3. Phasenschieberschaltung nach Anspruch 1 oder 2, bei der das erste Dämpfungsglied, das auf die beiden weiteren Signale auf den beiden jeweiligen Ausgangsleitungen (22, 24) des ersten Verstärkers mit veränderbarer Verstärkung anspricht, einen Diodenkreis (84, 86) hat, der mit einer ausgewählten Ausgangsleitung der beiden jeweiligen Ausgangsleitungen des ersten Verstärkers (18) mit veränderbarer Verstärkung verbunden ist, wobei der Diodenkreis auf das erste Steuersignal (Vc1, Vc3) zur Dämpfung des Signals auf der ausgewählten, an ihn angeschlossenen Ausgangsleitung (24) anspricht.

4. Phasenschieberschaltung nach Anspruch 3, bei der das zweite Dämpfungsglied (34, 36), das auf die beiden weiteren Signale auf den beiden jeweiligen Ausgangsleitungen (26, 28) des zweiten Verstärkers (20) mit veränderbarer Verstärkung anspricht, einen Diodenkreis aufweist, der mit einer ausgewählten Ausgangsleitung der beiden jeweiligen Ausgangsleitungen (26, 28) des zweiten Verstärkers mit veränderbarer Verstärkung verbunden ist, wobei der Diodenkreis auf das zweite Steuersignal (Vc2, Vc4) zur Dämpfung der ausgewählten, an ihn angeschlossenen Ausgangsleitung anspricht.

5. Phasenschieberschaltung nach Anspruch 4, bei der die ausgewählten Ausgangsleitungen (24, 28) der beiden jeweiligen Ausgangsleitungen, die an die Diodenkreise (84, 86) des ersten und zweiten Dämpfungsglieds (30, 32; 34, 36) angeschlossen sind, Leitungen sind, die 180º phasenverschobene Signale führen.

6. Phasenschieberschaltung nach Anspruch 5, bei der das Signal auf der anderen Ausgangsleitung der beiden jeweiligen Ausgangsleitungen (22, 26), die nicht mit dem Diodenkreis (84, 86) in jedem der ersten und zweiten Dämpfungskreise (30, 32; 34, 36) verbunden ist, einen festen Amplitudenpegel hat, und bei der der Diodenkreis das Signal auf der ausgewählten Ausgangsleitung der beiden jeweiligen Ausgangsleitungen (24, 26) um Amplitudenpegel veränderbar dämpfen kann, die größer und kleiner als der feste Amplitudenpegel ist.

7. Phasenschieberschaltung nach Anspruch 6, bei der der erste Kombinationskreis (42) das Signal mit fester Amplitude und das Signal mit veränderbarer Amplitude des ersten Dämpfungsglieds (30, 32) kombiniert, um ein Signal zu erzeugen, das eine Amplitude und eine Phase hat, die für die Summe der Amplituden der Signale mit fester und veränderbarer Amplitude charakteristisch ist, und bei der der zweite Kombinationskreis (44) das Signal mit fester Amplitude und das Signal mit veränderbarer Amplitude des zweiten Dämpfungsglieds (34, 36) kombiniert, um ein Signal zu erzeugen, das eine Amplitude und eine Phase hat, die für die Summe der Amplituden der Signale mit fester und veränderbarer Amplitude charakteristisch ist.
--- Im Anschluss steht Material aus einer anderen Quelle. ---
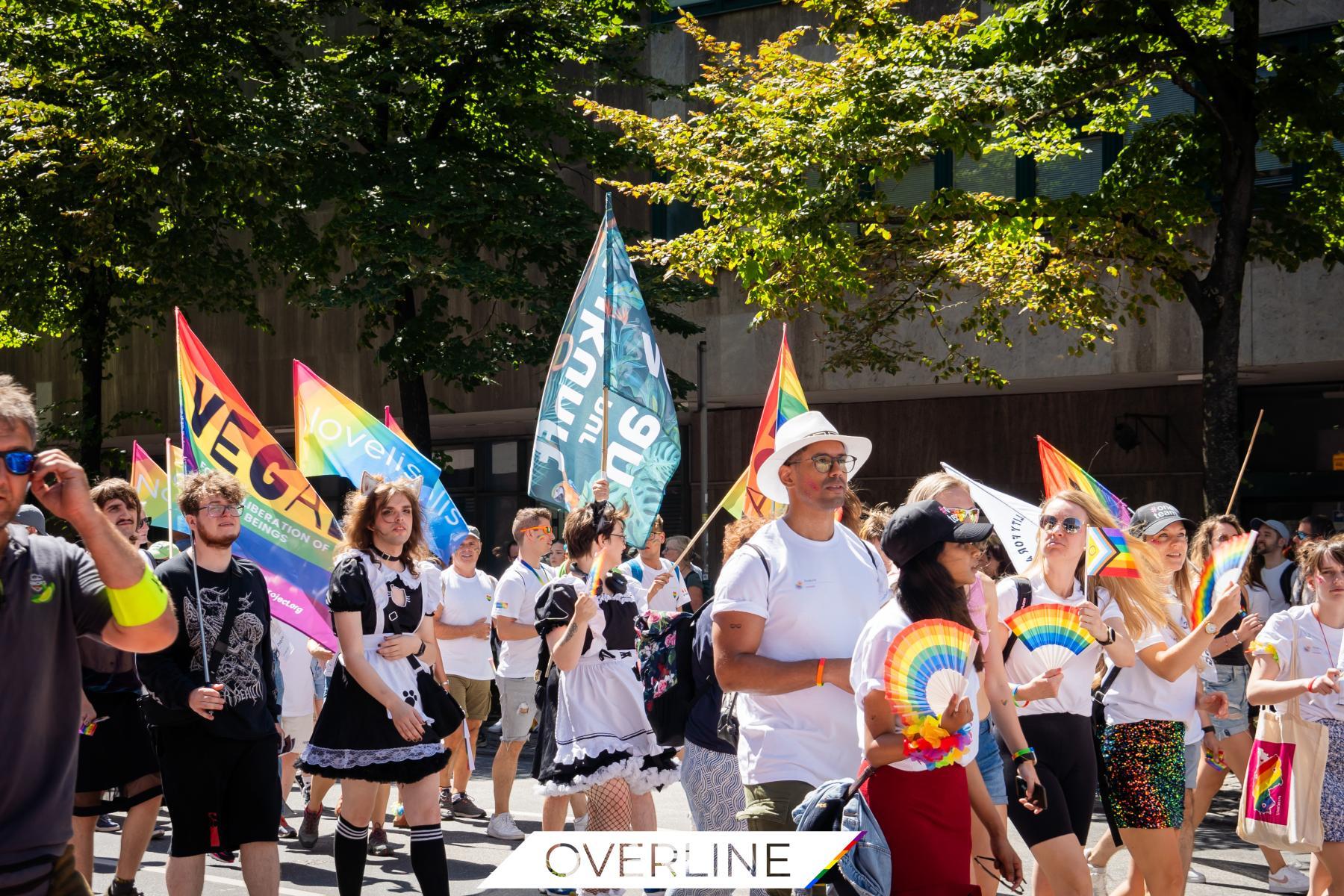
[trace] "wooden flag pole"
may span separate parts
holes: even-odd
[[[1246,476],[1246,465],[1251,462],[1251,450],[1255,447],[1255,435],[1259,434],[1259,423],[1265,419],[1265,408],[1255,416],[1255,429],[1251,430],[1251,442],[1246,446],[1246,457],[1242,458],[1242,469],[1236,473],[1236,482],[1232,484],[1232,497],[1227,498],[1227,509],[1223,513],[1231,513],[1232,505],[1236,504],[1236,492],[1242,488],[1242,477]]]

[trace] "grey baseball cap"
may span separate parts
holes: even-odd
[[[19,508],[19,512],[13,514],[13,521],[19,525],[28,525],[38,531],[38,535],[47,533],[47,517],[42,514],[42,509],[34,504],[24,504]]]

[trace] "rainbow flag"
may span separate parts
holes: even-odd
[[[466,537],[466,523],[438,481],[434,462],[415,450],[399,429],[379,423],[302,361],[294,361],[293,373],[294,454],[304,476],[343,476],[356,488],[364,473],[384,480],[425,477],[419,496],[425,539],[449,563]]]
[[[187,469],[215,469],[243,486],[238,556],[261,567],[271,614],[310,638],[336,643],[324,606],[336,517],[300,473],[177,310],[177,395]]]
[[[780,357],[774,363],[774,376],[770,377],[770,388],[765,394],[765,407],[761,408],[761,423],[757,426],[757,438],[751,447],[751,462],[724,496],[724,510],[739,520],[743,514],[766,519],[780,516],[784,505],[761,494],[757,488],[757,472],[774,451],[774,434],[780,424],[806,410],[808,399],[802,395],[802,383],[798,382],[798,371],[793,367],[793,353],[789,351],[789,328],[785,325],[780,334]]]
[[[177,494],[181,489],[181,477],[185,476],[185,472],[183,469],[181,449],[176,445],[169,445],[169,453],[172,457],[169,466],[173,470],[172,502],[176,505]],[[136,496],[145,509],[145,516],[149,517],[149,524],[167,529],[169,509],[168,474],[145,453],[145,449],[140,447],[140,442],[130,443],[130,485],[136,489]],[[183,519],[181,510],[176,506],[172,508],[172,531],[181,533],[191,531],[187,528],[187,520]]]
[[[1129,541],[1120,529],[1087,527],[1087,575],[1137,579],[1138,566],[1129,551]]]
[[[1232,536],[1214,548],[1214,552],[1208,555],[1204,568],[1199,574],[1199,584],[1195,586],[1195,594],[1192,595],[1193,599],[1189,607],[1191,629],[1198,629],[1203,625],[1210,611],[1212,611],[1214,588],[1218,586],[1218,580],[1228,572],[1241,575],[1246,567],[1246,562],[1251,556],[1251,548],[1255,547],[1255,536],[1257,532],[1254,531]]]
[[[1040,478],[1046,484],[1047,498],[1052,497],[1055,492],[1078,489],[1101,501],[1102,506],[1110,510],[1110,514],[1122,527],[1129,525],[1129,506],[1111,494],[1110,489],[1094,480],[1087,470],[1070,461],[1063,451],[1039,435],[1036,437],[1036,447],[1040,450]]]

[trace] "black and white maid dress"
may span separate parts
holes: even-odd
[[[359,613],[364,660],[383,684],[415,708],[425,733],[418,743],[402,737],[391,715],[355,681],[341,656],[313,736],[297,763],[302,771],[324,778],[414,783],[448,764],[441,739],[462,724],[457,701],[434,682],[430,664],[378,654],[383,638],[414,634],[425,615],[437,609],[437,592],[423,564],[418,572],[396,572],[363,551],[348,551],[332,570],[328,606],[332,613]]]
[[[659,746],[644,715],[634,649],[638,607],[625,586],[618,572],[606,578],[578,665],[569,672],[551,669],[559,677],[550,725],[555,754],[544,755],[538,774],[548,797],[582,793],[614,778],[625,779],[630,793],[645,794],[680,776],[676,750]],[[538,633],[544,638],[567,626],[579,590],[589,587],[577,575],[548,583],[536,596]],[[547,733],[543,729],[542,736]]]

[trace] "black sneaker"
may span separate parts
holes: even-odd
[[[485,818],[485,810],[466,794],[453,794],[453,815],[458,818]]]

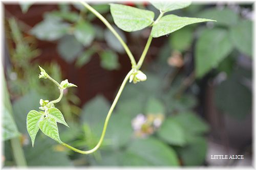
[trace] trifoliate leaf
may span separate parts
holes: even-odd
[[[172,33],[186,26],[206,21],[215,21],[215,20],[204,18],[180,17],[175,15],[165,15],[154,24],[151,32],[151,35],[153,37],[159,37]]]
[[[186,8],[191,4],[191,2],[179,2],[173,1],[155,1],[151,4],[162,12],[166,12]]]
[[[53,118],[57,122],[69,127],[66,122],[61,112],[58,109],[55,108],[51,108],[48,110],[48,113],[49,117]]]
[[[120,5],[110,4],[114,22],[120,29],[127,32],[142,30],[149,26],[155,15],[152,11]]]
[[[34,146],[35,137],[39,130],[38,122],[43,117],[42,113],[35,110],[30,111],[27,115],[27,130],[31,138],[32,146]]]
[[[46,135],[54,139],[60,143],[62,143],[59,136],[56,120],[54,118],[46,118],[38,124],[39,128]]]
8. Phasenschieberschaltung nach Anspruch 7, bei der der dritte Kombinationskreis (42) die Signale des ersten und zweiten Kombinationskreises (42, 44) kombiniert, um ein Ausgangssignal zu erzeugen, das eine Amplitude und eine Phase hat, die für die Summe der Amplituden und Phasen der Signale des ersten und zweiten Kombinationskreises charakteristisch sind, und bei der das Ausgangssignal des dritten Kombinationskreises eine Phase hat, die durch die Größe der Dämpfung über 360º verändert ist, die durch das erste und zweite Steuersignal (Vc1, Vc3; Vc2, Vc4) erzeugt wird, das an den ersten und zweiten Diodenkreis (84, 86) des ersten und zweiten Dämpfungsglieds (30, 32; 34, 36) angelegt wird.